Une fille tuée de manière barbare, un enquêteur et son équipe qui enquêtent. Polar français de Dominik Moll, La Nuit du 12 est un portrait de l’obsession d’un policier pour l’enquête et la masculinité toxique. L’avis de Mauro Donzelli.
Une histoire de fantômes, compagnons de vie oppressants d’un enquêteur à la recherche du coupable d’un meurtre particulièrement odieux. La victime est Clara, brutalement assassinée La nuit du 12. Un fémicide, dirait-on aujourd’hui, sur lequel il enquête Yohan avec son équipe anti-criminalité de la Police Judiciaire de Grenoble, même si le crime a été commis en zone rurale, au pied des Alpes, corollaire étouffant dans une contexte de petites violences banales, dans lequel une belle, jeune et enthousiaste fille comme Clara en agaçait beaucoup, même lorsqu’elle était morte. Juste pour être une femme et mener une vie libre.
Comme le dit sa meilleure amie, « elle a été tuée parce qu’elle était une femme», alors qu’il s’insurge contre une enquête dans laquelle il semble qu’en cours d’enquête il soit la victime, pas un tueur potentiel qui au fil des jours semble de plus en plus difficile à retrouver. Ou plutôt, il y a plusieurs hommes qui auraient pu le faire, chacun avec une motivation apparemment risible, mais peut-être suffisante en une contexte dans lequel la violence masculine est ancrée dans la dynamique sociale quotidienne. Là comme ailleurs, désormais indiscernable en tant que telle, inscrite dans le patrimoine génétique de nos sociétés, toujours prête à exploser, comme si la difficulté à trouver le coupable était liée au fait que « ce sont tous les hommes qui l’ont tuée ».
L’enquête se déroule dans un environnement totalement masculin, entre camaraderie virile et engagement sincère dans son travail. Si un dicton environnemental suggère que « tout enquêteur tombe tôt ou tard sur un crime qu’il ne peut résoudre et qui le hante», pour Yohan il s’agit du meurtre de Clara. Dominique Moll il reconstitue avec beaucoup d’attention les étapes ordinaires des enquêtes, dépouillées de leur travail quotidien dans sa bureaucratie très éloignée de l’héroïsme du détective véhiculé depuis toujours par la littérature et le cinéma. Il faut de la patience, une gestion de la colère déclenchée par une impuissance de plus en plus évidente, avec quelques débordements comme celui de l’impulsif Marceau (Bouli Lanners), le plus fidèle collaborateur de Yohan (Bastien Bouillon), qui explose avec un « combattons le mal en écrivant des rapports ».
Ce sont des vies où les quelques heures en dehors des heures de bureau sont contaminées par l’atmosphère malsaine des fantômes de ceux qui vivent avec le mal. Apparemment, Yohan semble gérer la pression sans explosions, ne se défoulant qu’en parcourant des kilomètres nocturnes à vélo, quoique dans un vélodrome, « comme un hamster en cage ». Un point de vue masculin qui prend conscience de sa partialité par une absence cruciale, celle de la victime, et la présence de trois autres femmes qui alimentent l’enquête entièrement masculine de Yohan et de son équipe. Une tension féministe, dans ce polar, qui émerge naturellement et sans recherche d’étiquettes idéologiques ou de manifestes.

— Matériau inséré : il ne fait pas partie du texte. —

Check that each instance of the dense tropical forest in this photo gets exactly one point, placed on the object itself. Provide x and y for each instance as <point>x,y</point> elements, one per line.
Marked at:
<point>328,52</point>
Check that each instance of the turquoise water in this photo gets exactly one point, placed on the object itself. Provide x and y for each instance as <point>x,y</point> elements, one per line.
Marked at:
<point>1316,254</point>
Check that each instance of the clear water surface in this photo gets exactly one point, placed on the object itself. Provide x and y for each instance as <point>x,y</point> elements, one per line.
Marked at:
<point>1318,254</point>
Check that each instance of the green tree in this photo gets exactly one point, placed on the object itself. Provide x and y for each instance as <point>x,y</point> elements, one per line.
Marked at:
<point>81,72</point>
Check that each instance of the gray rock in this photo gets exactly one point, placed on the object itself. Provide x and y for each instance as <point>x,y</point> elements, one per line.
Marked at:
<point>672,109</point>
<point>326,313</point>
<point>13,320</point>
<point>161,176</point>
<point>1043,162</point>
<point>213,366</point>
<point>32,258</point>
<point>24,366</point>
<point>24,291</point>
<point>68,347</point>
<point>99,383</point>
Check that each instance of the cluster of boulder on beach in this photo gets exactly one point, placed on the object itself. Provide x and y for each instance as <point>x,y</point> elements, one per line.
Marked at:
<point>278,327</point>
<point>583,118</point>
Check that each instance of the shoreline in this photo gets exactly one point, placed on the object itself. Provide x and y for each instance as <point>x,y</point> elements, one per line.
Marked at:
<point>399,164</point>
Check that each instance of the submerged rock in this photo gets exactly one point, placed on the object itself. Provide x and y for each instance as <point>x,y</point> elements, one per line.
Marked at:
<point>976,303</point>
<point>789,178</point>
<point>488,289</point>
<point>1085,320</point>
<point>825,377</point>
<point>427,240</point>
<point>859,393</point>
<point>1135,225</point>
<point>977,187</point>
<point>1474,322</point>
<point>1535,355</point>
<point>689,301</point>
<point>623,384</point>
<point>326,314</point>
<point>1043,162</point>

La nuit du 12 c’est un voyage étouffé et retenu d’une humanité désarmante, capable de rendre l’obsession emprisonnée au plus profond de l’âme de son protagoniste profondément universelle et passionnante. Un grand film, sobre et puissant, aux interprétations impeccables. Une histoire qui prend acte d’un équilibre impossible à rétablir, celui d’un monde peuplé de victimes sans culpabilité, d’obsessions sans issue. La conscience de la faillibilité humaine, sans se donner de réponses simples ni d’alibi, mais en cultivant le doute et la persévérance, voire l’obsession, comme espoir pour l’avenir.